Когда я был студентом, мой коллега, германист, меня осторожно спросил: «Вот Вы античник, а какое значение для современного человека имеет изучение истории? Фридрих Шиллер считал, что оно возвышает и очищает, а теперь, наверное, не совсем так?» — Я ответил, что и теперь так: изучая историю, видишь, сколько человечество совершало глупостей, из которых очень многие могли быть роковыми, и все-таки оно живо.
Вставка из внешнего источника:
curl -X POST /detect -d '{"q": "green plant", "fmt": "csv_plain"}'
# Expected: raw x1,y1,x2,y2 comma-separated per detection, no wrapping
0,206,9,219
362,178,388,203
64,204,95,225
История по-прежнему учит нас, если угодно, пессимизму в том смысле, что из опыта предшественников ничего почерпнуть невозможно, но с другой стороны, — оптимизму, потому что, несмотря на это, человечество все-таки еще существует.
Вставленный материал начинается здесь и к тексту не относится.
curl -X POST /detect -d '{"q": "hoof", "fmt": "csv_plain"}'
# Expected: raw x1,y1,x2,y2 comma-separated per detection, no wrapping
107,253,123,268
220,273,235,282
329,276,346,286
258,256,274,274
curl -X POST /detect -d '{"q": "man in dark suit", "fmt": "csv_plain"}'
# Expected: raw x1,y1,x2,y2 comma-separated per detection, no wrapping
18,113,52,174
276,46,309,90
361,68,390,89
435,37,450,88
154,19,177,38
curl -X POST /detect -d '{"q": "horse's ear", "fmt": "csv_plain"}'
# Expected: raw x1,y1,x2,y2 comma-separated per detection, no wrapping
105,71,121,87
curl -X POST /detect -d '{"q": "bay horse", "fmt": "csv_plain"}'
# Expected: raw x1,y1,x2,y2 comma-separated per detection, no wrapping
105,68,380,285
— Как Вы относитесь к современной политической ситуации? Например, Юрий Михайлович полагает, что в истории бывают такие моменты, когда возникает множество путей, по любому из которых она могла бы пойти дальше, но по которому из них — предугадать невозможно…

— Я думаю, что ни в какой момент нельзя предсказать, куда пойдет история. Во всяком случае, подавляющее большинство исторических прогнозов, которые делались хотя бы в XIX — ХХ веках (чтобы глубже не идти), как правило, не сбывались. Кто-то сказал, что чемпионом по части несбывшихся прогнозов был Ф. М. Достоевский. Потому-то случайно сбывшиеся прогнозы кажутся такими яркими. Ну а на вопрос «Как вы относитесь…» отвечу: как все, с тревогой. Но что больше всего меня тревожит, раздражает, беспокоит, пугает — это систематическое запаздывание со всеми решениями и шагами. Отчего это происходит, какие столкновения противоборствующих сил там, за пределами гласности, образуют эту равнодействующую, я знаю не больше вашего. Но достаточно представить себе, что было бы, если бы в 1921 году вместо декрета о замене продразверстки продналогом был опубликован «пятилетний план перестройки», — и станет очень невесело. Сейчас, по-моему, приблизительно это и происходит. Когда начались карабахские события и моя коллега-славист из Западной Германии спросила меня об этом, я ответил, что при первом признаке чего-нибудь подобного Ленин в 24 часа распустил бы Советский Союз и начал бы его составлять заново на новой основе. Она сказала, что в наше время, после сталинского режима, это невозможно. А вот сейчас мы видим, что о новом режиме федерации как очередной задаче говорится вполне официально; но сколько катастрофического совершилось, еще совершится за это отпущенное время!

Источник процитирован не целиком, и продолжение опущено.